Scene reconstruction is a key task necessary to accomplish more complex problems such
as mobile robot navigation. Xia et al. [29] presented a visual inertial odometry as
a solution to the robot navigation system. Cheng et al. [30] presented a high-accuracy
method for globally consistent surface reconstruction using a single fringe projection
profilometry sensor. Lane marking detection and localization are crucial for autonomous
driving and lane-based pavement surveys. In [31], a novel methodology is presented
for automated lane marking identification and reconstruction. In addition, a case
study is given to validate the proposed methodology. Finally, Zhang et al. [32] proposed
an improved method for UAV image seamline searching. The experimental results show
that the proposed method can effectively solve the problems of ghosting and seams
in the panoramic UAV images.
Finally, one of the most widely discussed topics about vision systems is to establish
visual measurements. Some of the papers of the Special Issue revolve around this problem.

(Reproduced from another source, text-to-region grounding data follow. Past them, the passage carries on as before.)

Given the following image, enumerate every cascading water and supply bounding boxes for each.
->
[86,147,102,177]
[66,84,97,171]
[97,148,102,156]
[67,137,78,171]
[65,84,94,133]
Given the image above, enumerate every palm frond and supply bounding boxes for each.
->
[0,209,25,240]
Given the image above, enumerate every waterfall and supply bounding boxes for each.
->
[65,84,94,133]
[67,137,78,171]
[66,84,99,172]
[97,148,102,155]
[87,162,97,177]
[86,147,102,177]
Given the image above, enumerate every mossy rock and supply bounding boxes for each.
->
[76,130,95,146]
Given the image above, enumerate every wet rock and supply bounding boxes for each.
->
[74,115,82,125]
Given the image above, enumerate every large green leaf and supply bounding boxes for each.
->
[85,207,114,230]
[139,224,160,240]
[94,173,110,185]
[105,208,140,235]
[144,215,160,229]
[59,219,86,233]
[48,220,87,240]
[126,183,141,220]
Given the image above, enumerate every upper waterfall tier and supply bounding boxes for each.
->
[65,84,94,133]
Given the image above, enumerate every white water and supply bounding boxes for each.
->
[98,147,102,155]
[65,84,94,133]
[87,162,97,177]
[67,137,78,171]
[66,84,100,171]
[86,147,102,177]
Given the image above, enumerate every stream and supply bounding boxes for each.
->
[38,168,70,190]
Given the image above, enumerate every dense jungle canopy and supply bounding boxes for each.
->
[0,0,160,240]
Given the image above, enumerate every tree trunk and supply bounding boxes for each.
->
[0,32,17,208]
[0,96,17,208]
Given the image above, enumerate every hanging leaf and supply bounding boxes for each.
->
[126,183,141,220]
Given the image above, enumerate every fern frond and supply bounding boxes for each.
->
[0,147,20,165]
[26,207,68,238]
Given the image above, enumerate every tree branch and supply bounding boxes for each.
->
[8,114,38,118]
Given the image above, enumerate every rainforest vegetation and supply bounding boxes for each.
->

In [33], the authors presented an improved rotation-angle measurement method based
on geometric moments that is suitable for automatic sorting systems. In [34], a stereo
vision system is employed for measuring the ram speed of steam hammers. The system
tries to decrease the influence of strong vibration. The accuracy and effectiveness
of the method was experimentally verified. Li et al. [35] proposed a pose estimation
method for sweet pepper detachment. The acquired point cloud is separated into candidate
planes that are separately evaluated using a scoring strategy. Yang et al. [36] presented
a comparative analysis of digital image correlation based stereo 3D shape measurements.